第29話 『蘇生術』 語り手 小野田紫乃
 
 紫乃さんの番だ。いつになく暗い顔をしているのが気になるが、今回はどんな話をしてくれるのだろうか。
「私の話は感動系とかばかりで、あんまり怖くない話が多いよね。でもね、私にだって怖い話はあるんだよ。今回は私の知る数少ない怖い系の話をしてあげるね」
 私は前置きからして、さっきまでとは空気の違う紫乃さんに少し戸惑いつつも、背筋をしっかりと伸ばした。
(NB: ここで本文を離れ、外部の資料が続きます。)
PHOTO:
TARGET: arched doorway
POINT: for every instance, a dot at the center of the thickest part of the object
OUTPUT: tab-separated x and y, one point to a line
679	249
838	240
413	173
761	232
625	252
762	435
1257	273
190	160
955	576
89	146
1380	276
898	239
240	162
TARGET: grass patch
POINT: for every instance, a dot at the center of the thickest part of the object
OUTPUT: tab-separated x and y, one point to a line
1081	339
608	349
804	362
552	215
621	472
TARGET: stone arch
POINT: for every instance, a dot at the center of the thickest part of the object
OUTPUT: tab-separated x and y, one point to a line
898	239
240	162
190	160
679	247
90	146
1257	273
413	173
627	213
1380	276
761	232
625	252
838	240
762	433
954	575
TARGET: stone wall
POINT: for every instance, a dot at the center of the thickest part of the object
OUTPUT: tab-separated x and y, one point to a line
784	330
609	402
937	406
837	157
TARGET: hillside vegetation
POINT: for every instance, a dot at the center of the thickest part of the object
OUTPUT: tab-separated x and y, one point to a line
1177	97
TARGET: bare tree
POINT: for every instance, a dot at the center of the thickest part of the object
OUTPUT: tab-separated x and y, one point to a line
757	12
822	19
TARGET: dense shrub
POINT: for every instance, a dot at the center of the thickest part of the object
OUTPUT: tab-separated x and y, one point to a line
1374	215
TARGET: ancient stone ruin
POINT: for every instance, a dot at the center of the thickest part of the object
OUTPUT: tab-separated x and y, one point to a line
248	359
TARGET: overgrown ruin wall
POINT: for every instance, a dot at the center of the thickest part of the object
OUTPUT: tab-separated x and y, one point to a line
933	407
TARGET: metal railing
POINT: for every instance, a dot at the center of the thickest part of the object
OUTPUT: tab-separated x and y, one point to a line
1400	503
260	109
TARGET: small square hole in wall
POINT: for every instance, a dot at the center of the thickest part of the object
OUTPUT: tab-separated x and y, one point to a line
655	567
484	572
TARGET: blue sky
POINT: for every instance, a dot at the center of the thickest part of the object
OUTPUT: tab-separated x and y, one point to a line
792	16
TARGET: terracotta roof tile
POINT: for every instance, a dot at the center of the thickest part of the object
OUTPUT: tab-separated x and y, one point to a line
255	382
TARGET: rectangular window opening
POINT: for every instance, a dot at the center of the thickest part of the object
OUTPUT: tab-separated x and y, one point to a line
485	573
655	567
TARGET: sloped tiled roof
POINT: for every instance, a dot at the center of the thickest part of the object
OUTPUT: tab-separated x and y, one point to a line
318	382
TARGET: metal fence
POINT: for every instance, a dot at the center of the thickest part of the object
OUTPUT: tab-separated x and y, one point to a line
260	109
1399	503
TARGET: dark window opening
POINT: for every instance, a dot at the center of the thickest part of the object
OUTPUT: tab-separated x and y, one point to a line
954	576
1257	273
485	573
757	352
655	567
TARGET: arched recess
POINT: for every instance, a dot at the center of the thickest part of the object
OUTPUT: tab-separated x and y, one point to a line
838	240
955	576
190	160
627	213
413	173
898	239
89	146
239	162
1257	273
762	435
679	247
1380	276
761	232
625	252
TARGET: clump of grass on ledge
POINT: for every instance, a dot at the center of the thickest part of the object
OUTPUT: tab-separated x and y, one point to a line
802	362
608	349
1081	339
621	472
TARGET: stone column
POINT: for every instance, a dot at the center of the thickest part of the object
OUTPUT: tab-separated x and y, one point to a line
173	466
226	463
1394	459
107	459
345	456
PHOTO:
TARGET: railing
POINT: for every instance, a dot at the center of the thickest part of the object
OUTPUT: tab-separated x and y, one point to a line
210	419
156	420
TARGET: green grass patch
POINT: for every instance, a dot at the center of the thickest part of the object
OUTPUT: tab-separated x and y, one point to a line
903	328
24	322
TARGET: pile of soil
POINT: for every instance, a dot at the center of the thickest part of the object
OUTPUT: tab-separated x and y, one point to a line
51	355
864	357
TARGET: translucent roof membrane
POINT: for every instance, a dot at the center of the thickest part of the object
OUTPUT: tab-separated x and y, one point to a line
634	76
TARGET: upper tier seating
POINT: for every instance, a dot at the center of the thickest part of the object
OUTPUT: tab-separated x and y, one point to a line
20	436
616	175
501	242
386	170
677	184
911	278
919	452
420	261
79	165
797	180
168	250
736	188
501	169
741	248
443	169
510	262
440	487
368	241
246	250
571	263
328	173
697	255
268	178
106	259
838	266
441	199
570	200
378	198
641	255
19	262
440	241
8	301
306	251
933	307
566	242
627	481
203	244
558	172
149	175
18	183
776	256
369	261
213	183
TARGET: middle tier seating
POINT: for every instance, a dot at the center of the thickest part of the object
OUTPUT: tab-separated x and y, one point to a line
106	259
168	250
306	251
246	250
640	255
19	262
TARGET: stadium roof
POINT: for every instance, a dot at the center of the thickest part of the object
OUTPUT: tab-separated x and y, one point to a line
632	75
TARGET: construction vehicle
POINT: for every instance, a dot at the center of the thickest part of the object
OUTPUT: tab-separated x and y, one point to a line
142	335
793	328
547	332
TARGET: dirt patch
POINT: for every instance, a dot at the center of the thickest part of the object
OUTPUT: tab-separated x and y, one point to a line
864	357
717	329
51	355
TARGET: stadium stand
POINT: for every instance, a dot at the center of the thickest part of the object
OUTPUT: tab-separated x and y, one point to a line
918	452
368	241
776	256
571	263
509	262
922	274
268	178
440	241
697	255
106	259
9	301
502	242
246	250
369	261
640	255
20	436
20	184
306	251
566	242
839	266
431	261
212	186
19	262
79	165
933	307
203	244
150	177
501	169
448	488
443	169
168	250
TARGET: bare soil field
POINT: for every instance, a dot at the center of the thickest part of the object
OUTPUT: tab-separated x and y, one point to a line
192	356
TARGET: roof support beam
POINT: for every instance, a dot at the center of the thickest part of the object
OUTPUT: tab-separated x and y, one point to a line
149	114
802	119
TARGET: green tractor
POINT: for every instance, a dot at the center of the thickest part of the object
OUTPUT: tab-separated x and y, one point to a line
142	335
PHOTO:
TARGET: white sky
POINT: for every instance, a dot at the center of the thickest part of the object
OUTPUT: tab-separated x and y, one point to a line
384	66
 ……長くても短くても人間には生まれた瞬間に寿命が決まっている。これは運命。100歳まで長生きする人もいれば、産まれたての赤ちゃんのまま直ぐに死んじゃう人もいる。これは運命。運命には絶対に逆らえない。仮に事故や自殺で命が失われても、死んでしまったならそれがその人の寿命。運命なの。
 そんな運命に抗うと恐ろしい未来が待っているわ……。
「美由紀! 待ってよ美由紀!」
「博人、さようなら。元気でね」
「待ってくれ! 俺にはお前がいないと駄目なんだ! 美由紀!」
 博人は暗闇の中で、必死に恋人の美由紀を追いかけた。
「だめ、こっちに来ないで。私達は別れなきゃいけないの!」
「嫌だ! ずっと一緒だって、いつまでも一緒だって約束したじゃないかよ!」
 どれだけ走っても二人の差は縮まるどころか広がってしまう。
「美由紀いいい!」
 博人は手を伸ばしたまま、背後からの光に飲み込まれていった。
 ……博人は目を覚ました。そこはいつもと変わらない自分の部屋、自分のベッドの上だった。
「……美由紀……」
 そして博人は夢で追いかけていた最愛の女性の名をつぶやいた。